= Algerian hip-hop =

Music genre

Algerian hip hop music (الراب الجزائري) as a genre includes the Hip Hop music of both native Algerians and Algerians abroad. Algerians living abroad have contributed much to this genre, especially in France, where they are also considered part of the French hip hop scene. Some of these Algerians have become prominent. Algeria also has a hip hop scene, which, while less well-known internationally, is among the most developed in Africa and the Arab world.

Algerian rap is said to have begun in the 80s. Takfarinas and Farid Ghaya Dual created the song Afen Imime in 1983. Cheb Hamidou wrote the song Jawla Fi Lil in 1985. However, many consider the first group of rappers in Algeria to be Intik, who was founded in 1988, followed by Hamma Boys. By 1990, Hip Hop was well known among the youth and in October that year thousands of schoolchildren and young adults rose up to fight against rising food prices and neglect of the education system.
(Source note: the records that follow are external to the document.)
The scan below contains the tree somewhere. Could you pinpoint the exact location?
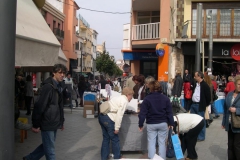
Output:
[96,52,122,76]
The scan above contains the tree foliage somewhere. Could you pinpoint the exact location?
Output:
[96,52,122,76]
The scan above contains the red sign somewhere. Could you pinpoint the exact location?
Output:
[32,73,37,87]
[230,44,240,61]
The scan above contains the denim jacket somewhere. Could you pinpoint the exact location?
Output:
[222,92,240,133]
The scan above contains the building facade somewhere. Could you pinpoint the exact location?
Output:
[63,0,80,72]
[173,0,240,76]
[122,0,172,81]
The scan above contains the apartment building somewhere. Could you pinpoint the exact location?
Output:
[63,0,80,72]
[173,0,240,75]
[122,0,171,81]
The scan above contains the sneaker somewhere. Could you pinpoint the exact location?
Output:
[15,121,32,130]
[213,115,220,119]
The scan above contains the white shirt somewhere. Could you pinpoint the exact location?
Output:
[138,85,144,101]
[192,83,200,102]
[107,95,128,131]
[173,113,203,133]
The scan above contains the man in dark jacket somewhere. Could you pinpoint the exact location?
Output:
[183,69,192,83]
[172,71,183,97]
[23,64,67,160]
[190,71,211,141]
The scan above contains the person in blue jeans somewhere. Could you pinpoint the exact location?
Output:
[190,71,211,141]
[138,81,174,159]
[98,87,134,160]
[23,64,67,160]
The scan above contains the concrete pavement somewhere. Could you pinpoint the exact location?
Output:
[15,107,227,160]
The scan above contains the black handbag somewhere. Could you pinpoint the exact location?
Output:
[231,97,240,128]
[213,90,218,101]
[166,128,175,158]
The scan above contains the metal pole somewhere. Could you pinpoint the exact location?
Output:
[208,10,213,71]
[80,42,83,75]
[0,0,17,160]
[202,40,205,73]
[195,3,202,71]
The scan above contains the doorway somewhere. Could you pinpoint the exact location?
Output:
[140,60,158,79]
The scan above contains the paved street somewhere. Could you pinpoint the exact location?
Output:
[15,108,227,160]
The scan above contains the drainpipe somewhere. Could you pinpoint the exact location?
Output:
[195,3,202,71]
[0,0,17,160]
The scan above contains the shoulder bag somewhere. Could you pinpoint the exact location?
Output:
[231,94,240,128]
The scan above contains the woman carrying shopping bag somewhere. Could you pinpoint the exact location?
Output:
[173,113,204,160]
[138,81,174,159]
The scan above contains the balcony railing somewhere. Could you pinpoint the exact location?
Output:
[53,28,64,39]
[132,22,160,40]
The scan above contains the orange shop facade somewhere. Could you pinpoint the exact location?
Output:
[122,45,169,81]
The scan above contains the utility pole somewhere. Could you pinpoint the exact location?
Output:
[0,0,17,160]
[207,10,213,72]
[195,3,202,71]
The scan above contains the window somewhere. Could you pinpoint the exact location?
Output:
[233,9,240,36]
[191,2,240,38]
[137,11,160,24]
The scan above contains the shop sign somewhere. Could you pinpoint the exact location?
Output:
[123,52,158,60]
[230,44,240,61]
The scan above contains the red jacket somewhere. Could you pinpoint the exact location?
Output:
[224,82,235,94]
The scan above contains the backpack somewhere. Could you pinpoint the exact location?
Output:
[113,82,119,92]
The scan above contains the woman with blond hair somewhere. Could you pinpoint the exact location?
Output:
[224,76,235,95]
[172,71,183,97]
[138,81,174,159]
[98,87,134,160]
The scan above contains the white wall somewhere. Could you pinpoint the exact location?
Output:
[46,0,64,13]
[122,23,131,50]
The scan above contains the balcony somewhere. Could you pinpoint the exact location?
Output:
[132,22,160,40]
[53,28,64,40]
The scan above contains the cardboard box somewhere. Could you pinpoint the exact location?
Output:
[83,101,94,106]
[83,105,95,118]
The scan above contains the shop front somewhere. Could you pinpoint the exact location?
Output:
[182,42,240,113]
[182,42,240,77]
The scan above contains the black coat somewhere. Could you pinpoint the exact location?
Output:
[172,75,183,97]
[193,80,211,112]
[32,77,67,131]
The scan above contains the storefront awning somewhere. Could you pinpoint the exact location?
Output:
[123,51,158,60]
[15,0,67,67]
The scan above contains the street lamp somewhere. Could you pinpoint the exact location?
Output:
[207,10,213,72]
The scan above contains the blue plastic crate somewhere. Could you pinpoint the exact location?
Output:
[214,99,225,113]
[83,94,96,101]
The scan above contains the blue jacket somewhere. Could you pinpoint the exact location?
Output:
[138,92,174,127]
[222,92,240,133]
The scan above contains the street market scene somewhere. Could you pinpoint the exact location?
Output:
[0,0,240,160]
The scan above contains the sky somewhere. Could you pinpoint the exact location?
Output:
[75,0,131,60]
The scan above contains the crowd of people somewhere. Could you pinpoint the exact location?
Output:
[15,64,240,160]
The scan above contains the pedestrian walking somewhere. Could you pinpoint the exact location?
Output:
[24,75,33,116]
[190,71,211,141]
[23,64,67,160]
[72,79,79,107]
[138,81,174,159]
[174,113,204,160]
[172,71,183,98]
[78,75,87,107]
[222,76,240,160]
[98,87,133,160]
[64,73,75,108]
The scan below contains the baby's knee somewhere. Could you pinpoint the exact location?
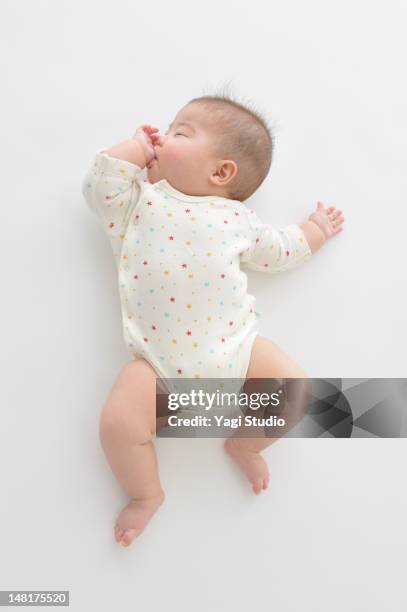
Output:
[99,407,154,444]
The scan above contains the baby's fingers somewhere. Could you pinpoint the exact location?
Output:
[142,124,158,134]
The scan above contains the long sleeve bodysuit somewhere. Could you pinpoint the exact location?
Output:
[82,149,311,391]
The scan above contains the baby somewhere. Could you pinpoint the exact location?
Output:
[82,96,344,546]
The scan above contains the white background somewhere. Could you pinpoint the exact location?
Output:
[0,0,407,612]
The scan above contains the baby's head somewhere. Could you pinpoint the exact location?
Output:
[148,95,274,202]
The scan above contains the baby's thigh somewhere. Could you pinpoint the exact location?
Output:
[101,358,167,435]
[246,335,308,378]
[245,335,312,426]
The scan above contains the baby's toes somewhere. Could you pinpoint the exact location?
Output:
[114,525,124,542]
[253,480,263,495]
[121,529,139,546]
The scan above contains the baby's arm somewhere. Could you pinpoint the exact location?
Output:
[300,202,345,253]
[103,125,158,169]
[240,202,343,273]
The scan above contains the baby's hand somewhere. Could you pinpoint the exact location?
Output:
[133,124,158,166]
[308,202,345,240]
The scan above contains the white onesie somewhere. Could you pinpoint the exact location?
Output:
[82,149,311,391]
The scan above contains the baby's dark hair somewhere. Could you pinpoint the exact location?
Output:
[188,85,274,202]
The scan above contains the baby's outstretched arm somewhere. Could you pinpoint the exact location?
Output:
[240,202,344,273]
[300,202,345,253]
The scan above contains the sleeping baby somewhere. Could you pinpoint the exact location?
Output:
[82,96,344,546]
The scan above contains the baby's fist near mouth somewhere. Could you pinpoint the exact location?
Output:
[133,124,158,167]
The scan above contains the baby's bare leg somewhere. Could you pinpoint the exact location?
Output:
[100,359,164,546]
[225,335,310,495]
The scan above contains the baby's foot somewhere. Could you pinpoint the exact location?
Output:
[225,438,270,495]
[114,491,165,546]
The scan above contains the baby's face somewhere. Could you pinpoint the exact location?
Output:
[147,103,223,195]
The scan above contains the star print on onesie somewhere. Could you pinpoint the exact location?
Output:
[82,149,311,389]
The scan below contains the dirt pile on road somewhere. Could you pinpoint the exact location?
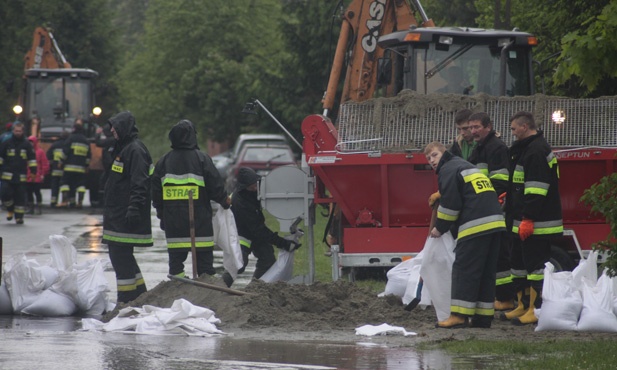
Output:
[103,276,435,330]
[102,276,613,346]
Youcef of the group Intik began writing "about the system, the government, because the more that you asked questions, the more you discovered... And as soon as you begin to reflect, you begin to have answers." Algerian rap speaks about the reality of day-to-day life torn by "political injustice, terror, and war", its goal being to give hope to the younger generation.

The Algerian crew MBS, founded in the late 1980s, is considered the most popular Algerian hip hop group. Another group is Intik, which mixes different type of music and languages.